Former President Bill Clinton has penned a glowing review of "The Passage of Power," Robert Caro's newest book on Lyndon B. Johnson, for The New York Times.
In his review, which comes out in the May 6 "Book Review" section but was published online Wednesday morning, Clinton lauds Caro for a "fascinating and meticulous account" of Johnson, which covers his years as vice president leading up to the assassination of John F. Kennedy. It continues with Johnson being sworn in as president "without the pomp of an inauguration, but with all the powers of the office." (The book is the fourth installment in Caro's ambitious LBJ biography series.)
"Robert Caro has once again done America a great service," Clinton writes.
Clinton was fascinated by the account of Johnson's ability to save the 1964 Civil Rights Act from a congressional bottleneck:
You don't have to be a policy wonk to marvel at the political skill L.B.J. wielded to resuscitate a bill that seemed doomed to never get a vote on the floor of either chamber. Southern Democrats were masters at bottling up legislation they hated, particularly bills expanding civil rights for black Americans. Their skills at obstruction were so admired that the newly sworn-in Johnson was firmly counseled by an ally against using the political capital he'd inherited as a result of the assassination on such a hopeless cause.
According to Caro, Johnson responded, "Well, what the hell's the presidency for?" This is the question every president must ask and answer.

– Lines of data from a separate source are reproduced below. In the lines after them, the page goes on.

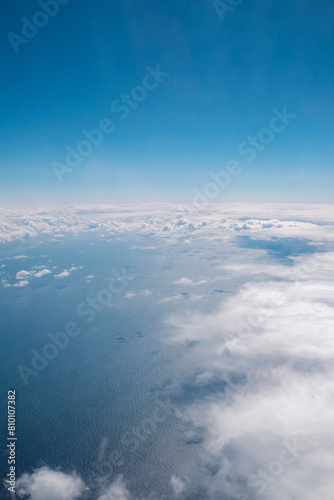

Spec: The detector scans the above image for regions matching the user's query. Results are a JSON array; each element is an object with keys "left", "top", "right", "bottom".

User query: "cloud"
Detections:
[
  {"left": 172, "top": 278, "right": 207, "bottom": 286},
  {"left": 168, "top": 234, "right": 334, "bottom": 500},
  {"left": 16, "top": 467, "right": 85, "bottom": 500},
  {"left": 97, "top": 476, "right": 131, "bottom": 500},
  {"left": 54, "top": 266, "right": 77, "bottom": 278},
  {"left": 0, "top": 203, "right": 334, "bottom": 244},
  {"left": 16, "top": 271, "right": 34, "bottom": 280},
  {"left": 34, "top": 269, "right": 51, "bottom": 278},
  {"left": 170, "top": 475, "right": 186, "bottom": 498},
  {"left": 173, "top": 278, "right": 194, "bottom": 285},
  {"left": 12, "top": 278, "right": 29, "bottom": 288},
  {"left": 125, "top": 290, "right": 152, "bottom": 299}
]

Clinton recounts how Johnson's civil rights work inspired his political career.
Even as Barry Goldwater was midwifing the antigovernment movement that would grow to such dominance decades later, L.B.J., [Sargent] Shriver and other giants of the civil rights and antipoverty movements seemed to rise all around me as I was beginning my political involvement. They believed government had an essential part to play in expanding civil rights and reducing poverty and inequality. It soon became clear that hearts needed to be changed, along with laws. Not just Congress, but the American people themselves needed to be got to.

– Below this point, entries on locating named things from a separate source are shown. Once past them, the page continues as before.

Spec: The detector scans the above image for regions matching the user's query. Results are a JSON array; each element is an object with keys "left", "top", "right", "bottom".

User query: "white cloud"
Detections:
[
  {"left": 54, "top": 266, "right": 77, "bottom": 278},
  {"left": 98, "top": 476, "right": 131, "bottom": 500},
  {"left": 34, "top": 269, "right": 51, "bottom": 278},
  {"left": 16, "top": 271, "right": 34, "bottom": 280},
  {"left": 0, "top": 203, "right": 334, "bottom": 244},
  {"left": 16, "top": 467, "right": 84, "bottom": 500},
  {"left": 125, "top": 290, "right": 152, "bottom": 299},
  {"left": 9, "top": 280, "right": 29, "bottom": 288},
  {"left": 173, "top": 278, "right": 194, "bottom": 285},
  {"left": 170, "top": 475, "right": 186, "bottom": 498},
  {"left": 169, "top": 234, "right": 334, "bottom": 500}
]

And the 42nd president writes that he always admired Johnson, a fellow Southern Democrat, despite a diverging opinion on Vietnam:
Even when we parted company over the Vietnam War, I never hated L.B.J. the way many young people of my generation came to. I couldn't. What he did to advance civil rights and equal opportunity was too important. I remain grateful to him. L.B.J. got to me, and after all these years, he still does.
It appears to be the first time Clinton has written a book review for the Times. It is not, however, the first time the paper has published a review of Caro's book. On April 30, the Times published a similarly glowing review of "The Passage of Power" by Michiko Kakutani.
The bonus review could be Clinton's way of thanking the Times for its equally sparkling review of his 2004 memoir, "My Life."
"William Jefferson Clinton's 'My Life' is, by a generous measure, the richest American presidential autobiography," Larry McMurtry wrote in the paper shortly after its publication. "No other book tells us as vividly or fully what it is like to be president of the United States for eight years."
But, it's worth noting, Kakutani slammed "My Life" in her Times review:
The book, which weighs in at more than 950 pages, is sloppy, self-indulgent and often eye-crossingly dull—the sound of one man prattling away, not for the reader, but for himself and some distant recording angel of history.